Putins unerwartete Begnadigung
Am 12. November reichte Chodorkowski bei Wladimir Putin ein Begnadigungsgesuch ein, welches dieser am Freitagmorgen unterzeichnet hatte. Der russische Präsident begründete seine Entscheidung mit der Erkrankung von Chodorkowskis Mutter.
Der frühere Ölmagnat hatte zuvor mehr als zehn Jahre in Haft verbracht und sollte eigentlich erst in acht Monaten freikommen. Das Angebot, ein Gnadengesuch zu stellen, hatte er zuvor stets abgelehnt. Chodorkowski war unter anderem wegen Steuerhinterziehung verurteilt worden.
Baldige Freilassung weiterer Gefangener wahrscheinlich
«Das ging so schnell, weil Putin es wollte», sagt SRF-Korrespondent Christof Franzen, und verweist auf die medienwirksam inszenierte Ankündigung vom Vortag. Es sei davon auszugehen, dass nun auch die Bandmitglieder von Pussy Riot bald freikämen. Bei den Greenpeace-Aktivisten dürfte es wegen fehlender Visa bis Ende Jahr der Fall sein.
Über die Bedingungen, unter denen Chodorkowski nun freikommt, kann gemäss SRF-Korrespondent Franzen nur spekuliert werden. Es habe Forderungen auf beiden Seiten gegeben.

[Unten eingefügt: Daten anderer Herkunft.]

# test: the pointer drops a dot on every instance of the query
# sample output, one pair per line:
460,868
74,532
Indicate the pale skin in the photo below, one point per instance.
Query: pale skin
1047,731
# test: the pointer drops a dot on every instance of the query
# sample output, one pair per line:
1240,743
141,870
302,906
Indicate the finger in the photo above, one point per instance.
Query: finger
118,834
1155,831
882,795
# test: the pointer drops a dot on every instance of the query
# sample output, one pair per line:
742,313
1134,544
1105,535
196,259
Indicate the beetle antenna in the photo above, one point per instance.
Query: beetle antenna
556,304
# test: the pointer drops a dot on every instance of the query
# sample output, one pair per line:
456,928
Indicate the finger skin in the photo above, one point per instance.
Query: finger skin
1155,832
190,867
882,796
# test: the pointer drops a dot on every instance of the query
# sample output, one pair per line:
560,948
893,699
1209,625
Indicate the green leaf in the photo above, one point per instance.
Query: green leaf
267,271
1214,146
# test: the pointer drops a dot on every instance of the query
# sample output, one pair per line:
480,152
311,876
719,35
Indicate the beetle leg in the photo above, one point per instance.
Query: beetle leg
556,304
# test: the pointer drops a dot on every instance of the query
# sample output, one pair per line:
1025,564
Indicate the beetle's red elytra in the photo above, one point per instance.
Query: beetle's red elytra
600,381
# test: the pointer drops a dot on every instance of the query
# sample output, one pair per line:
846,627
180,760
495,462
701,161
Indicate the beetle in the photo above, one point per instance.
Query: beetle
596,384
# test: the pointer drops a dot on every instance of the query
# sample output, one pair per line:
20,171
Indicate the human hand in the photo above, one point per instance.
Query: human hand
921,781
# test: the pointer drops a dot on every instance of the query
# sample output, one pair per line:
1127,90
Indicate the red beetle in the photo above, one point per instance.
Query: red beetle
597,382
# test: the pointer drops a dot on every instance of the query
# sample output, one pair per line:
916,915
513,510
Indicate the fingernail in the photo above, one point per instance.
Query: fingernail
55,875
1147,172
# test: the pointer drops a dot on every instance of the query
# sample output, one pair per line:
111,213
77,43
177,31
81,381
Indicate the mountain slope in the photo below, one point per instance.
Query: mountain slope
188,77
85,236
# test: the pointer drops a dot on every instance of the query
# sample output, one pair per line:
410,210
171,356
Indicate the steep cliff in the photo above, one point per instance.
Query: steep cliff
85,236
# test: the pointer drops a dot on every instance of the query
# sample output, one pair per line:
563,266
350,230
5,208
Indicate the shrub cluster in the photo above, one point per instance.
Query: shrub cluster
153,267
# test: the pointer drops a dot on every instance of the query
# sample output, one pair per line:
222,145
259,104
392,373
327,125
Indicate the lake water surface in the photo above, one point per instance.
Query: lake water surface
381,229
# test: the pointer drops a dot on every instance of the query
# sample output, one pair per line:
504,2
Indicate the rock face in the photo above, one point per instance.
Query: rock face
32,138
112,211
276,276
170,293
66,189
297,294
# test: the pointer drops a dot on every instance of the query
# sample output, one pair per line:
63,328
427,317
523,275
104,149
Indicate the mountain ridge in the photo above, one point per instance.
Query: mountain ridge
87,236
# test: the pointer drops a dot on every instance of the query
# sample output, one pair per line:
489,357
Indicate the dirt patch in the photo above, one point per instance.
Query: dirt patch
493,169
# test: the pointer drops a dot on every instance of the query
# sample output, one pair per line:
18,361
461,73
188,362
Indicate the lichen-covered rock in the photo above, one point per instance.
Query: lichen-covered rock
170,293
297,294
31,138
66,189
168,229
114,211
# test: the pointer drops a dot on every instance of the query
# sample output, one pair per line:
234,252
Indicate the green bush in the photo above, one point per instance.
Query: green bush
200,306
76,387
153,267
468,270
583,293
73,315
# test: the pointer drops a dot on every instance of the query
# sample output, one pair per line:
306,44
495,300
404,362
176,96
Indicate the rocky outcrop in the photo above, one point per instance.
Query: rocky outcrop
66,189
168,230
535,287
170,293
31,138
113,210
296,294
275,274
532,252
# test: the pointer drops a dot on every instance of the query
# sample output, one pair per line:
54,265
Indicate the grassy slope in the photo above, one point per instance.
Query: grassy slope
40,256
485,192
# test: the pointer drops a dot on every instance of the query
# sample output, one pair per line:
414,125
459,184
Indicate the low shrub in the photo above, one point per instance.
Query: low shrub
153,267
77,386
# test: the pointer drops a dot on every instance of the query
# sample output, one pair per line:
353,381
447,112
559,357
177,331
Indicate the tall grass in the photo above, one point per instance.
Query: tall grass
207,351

Putin will vor Sotchi punkten
Der russische Journalist Alexander Sambuk stellt Putins Gnadenakte in Zusammenhang mit den Olympischen Spielen. «Der Kremlchef will vor Sotchi innen- und aussenpolitisch einige Punkte sammeln, indem er sich menschlich zeigt», sagt er gegenüber SRF und erinnert an die Absagen diverser westlicher Politiker.
Sambuk hält einen Bericht der gut informierten Zeitung «Kommersant» für glaubwürdig, wonach Putins Geheimagenten mit Chodorkowski direkt in der Strafkolonie über ein Gnadengesuch verhandelt haben. Dies würde auch erklären, warum weder Anwälte noch Verwandte davon gewusst hatten.
Chodorkowsi sei wohl die Freiheit unter der Bedingung versprochen worden, das Land zu verlassen – allenfalls unter Androhung eines weiteren Prozesses, vermutet Sambuk.
Kritische Kommentare, doch Freude überwiegt
Kritische Zeitungskommentatoren äussern gemäss Sambuk eine gewisse Enttäuschung über das Gnadengesuch, weil die Leitfigur der Opposition damit ein indirektes Schuldeingeständnis liefere. Insgesamt freuten sich die Sympathisanten aber auf die Freilassung: «Viele Menschen betrachteten Chodorkowski unabhängig von ihrer politischen Überzeugung für einen politischen Gefangenen Putins.»